Kalkışa hazırlanan uçağın pistte kayması, fırtına nedeniyle uçakların öteki havalimanlarına yönlendirilmesi, taksi yolunun çökmesi ve son olarak uçağın kuş sürüsüne çarpması İstanbul Havalimanı hakkındaki tezleri yine gündeme getirdi. Ekoloji uzmanı Prof. Dr. Doğan Kantarcı, uçakların bilhassa yüklüyken sıcak havada yokuş aşağı giderken fren yapmak zorunda kaldığını belirterek, “Fren yaptıkça da tekerlekler ısınıyor. Bu iniş ekiplerinde yangına sebep olabilir. 3. havalimanı bir kara delik üzere sivil havacılığı eritecek. Sıkıntı duruma sokacak bir yatırım. Türkiye’ye yapılmış bir kötülük olarak tarihe geçecek” dedi.
Kantarcı, açıklamasının devamında bütün havayollarının yerden geçen süreyi minimuma indirmek istediğini zira uçağın havada kaldığı müddetin verimli olduğunu belirterek, “THY’nin son açıkladığı sayılar dediklerimizi doğruluyor. Kârlılık yüzde 70 azalmış. 3. havalimanı bir kara delik üzere sivil havacılığı eritecek. Sıkıntı duruma sokacak bir yatırım.Türkiye’ye yapılmış bir kötülük olarak tarihe geçecek” sözünü kullandı.
“Rüzgâr taraflarıyla uçakların iniş-kalkış tarafları uyumlu değil”
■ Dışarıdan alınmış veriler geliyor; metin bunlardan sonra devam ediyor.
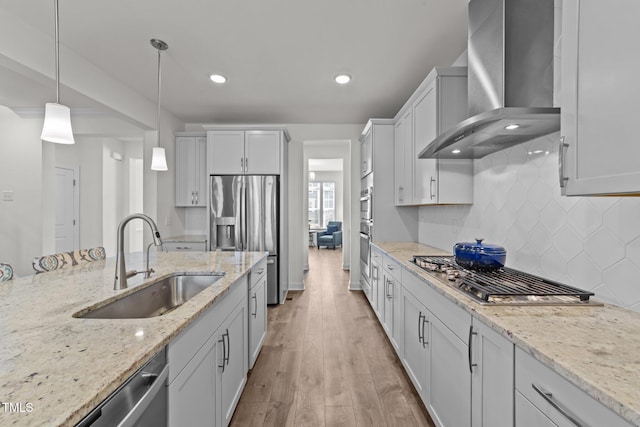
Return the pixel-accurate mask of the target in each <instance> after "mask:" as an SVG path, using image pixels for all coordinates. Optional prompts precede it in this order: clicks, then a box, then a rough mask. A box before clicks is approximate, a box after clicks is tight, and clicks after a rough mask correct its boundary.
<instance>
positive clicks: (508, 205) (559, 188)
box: [419, 133, 640, 311]
mask: <svg viewBox="0 0 640 427" xmlns="http://www.w3.org/2000/svg"><path fill="white" fill-rule="evenodd" d="M558 139H559V134H558V133H554V134H551V135H548V136H545V137H541V138H538V139H536V140H534V141H532V142H529V143H524V144H520V145H517V146H515V147H512V148H509V149H507V150H503V151H499V152H497V153H494V154H491V155H489V156H486V157H484V158H482V159H478V160H475V164H474V167H475V177H474V203H473V205H471V206H424V207H421V208H420V226H419V241H420V242H421V243H425V244H429V245H432V246H436V247H438V248H441V249H445V250H449V251H452V250H453V245H454V243H456V242H460V241H473V239H474V238H476V237H481V238H484V239H485V240H486V241H487V242H491V243H497V244H501V245H503V246H504V247H505V249H506V250H507V266H508V267H512V268H515V269H518V270H523V271H526V272H528V273H532V274H536V275H539V276H542V277H546V278H548V279H552V280H557V281H560V282H563V283H566V284H569V285H572V286H577V287H579V288H582V289H586V290H589V291H592V292H594V293H595V294H596V298H598V299H600V300H603V301H607V302H610V303H613V304H616V305H619V306H623V307H627V308H630V309H632V310H635V311H640V198H635V197H619V198H618V197H563V196H561V195H560V186H559V184H558V151H557V141H558ZM539 151H542V152H541V153H539V154H537V155H536V154H531V155H530V154H529V153H533V152H539ZM546 152H548V154H545V153H546Z"/></svg>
Cumhuriyet’ten Zehra Özdilek’in haberine nazaran, ekoloji uzmanı Kantarcı, İstanbul Havalimanı toprağındaki incelemelerin yetersiz olduğuna dikkati çekti. Pistlerle hâkim rüzgâr taraflarının uyumlu olmadığını söyleyen Kantarcı, “Hâkim rüzgârlar çoklukla poyraz yıldız ve karayel taraflarından kuvvetli olarak esmektedirler. Rüzgâr tarafları ile uçakların iniş, kalkış taraflarının uyumlu olmaması çok kıymetli ölçüde sorun yaratmaktadır. Havalimanında üst gereç kazılıp kaldırıldığı ve yükselti 40 m kadar düşürüldüğü için, alan etrafındaki arazi içinde ‘at nalı’ üzere alçakta kalmıştır. Kuzeybatıdan ve kuzeydoğudan esen yer rüzgârları alçak araziyi çevreleyen yamaçlarda dönerek alan üzerinde anaforlar oluşturmaktadırlar. Bu anaforların hortumlara dönüşme mümkünlüğü da vardır” diye konuştu.
“Hem yer seçimi yanlıştır hem de arazi incelemeleri yetersizdir”
Taksi yollarında meydana gelen yolların da sebeplerini açıklayan Kantarcı, şunları anlattı:
“Pistin beton kalınlığı 1 metre olup, alttaki kil gerecin kaya olmayışının pistin esnemesine sebep oluyor. Yapılan dolgunun uzun bir müddet oturmasını da beklemek gerekirdi. Betonun esnekliği azdır. Uçakların konuşundaki basınç pist yüzeyinin kısa bir mühlet sonra dalgalı bir yapıya (ondülasyon) dönüşmesini sağlayacaktır. Taksi yollarında ve öbür alanlarda çökme olayları olağandır. Sonuç olarak İstanbul 3. havalimanı hem yer seçimi yanlıştır hem de arazi incelemeleri yetersizdir. Bu yanlışlık ve yetersizlik mühendislerin çabaları ile giderilemeyecek ölçektedir.”
Meteoroloji Mühendisleri Odası Lideri, “Yer havalimanı imaline uygun değil” demişti
ÇED raporuna nazaran, havalimanının inşa edildiği bölge yılın 107 günü kuvvetli rüzgârlı, 65 günü ise ağır bulutlu geçiyor. Meteoroloji Mühendisleri Odası Lideri Sıtkı Erduran 2015 yılında yaptığı bir açıklamada, mevcut datalar prestijiyle yerin havalimanı üretimine uygun görünmediğini söylemişti.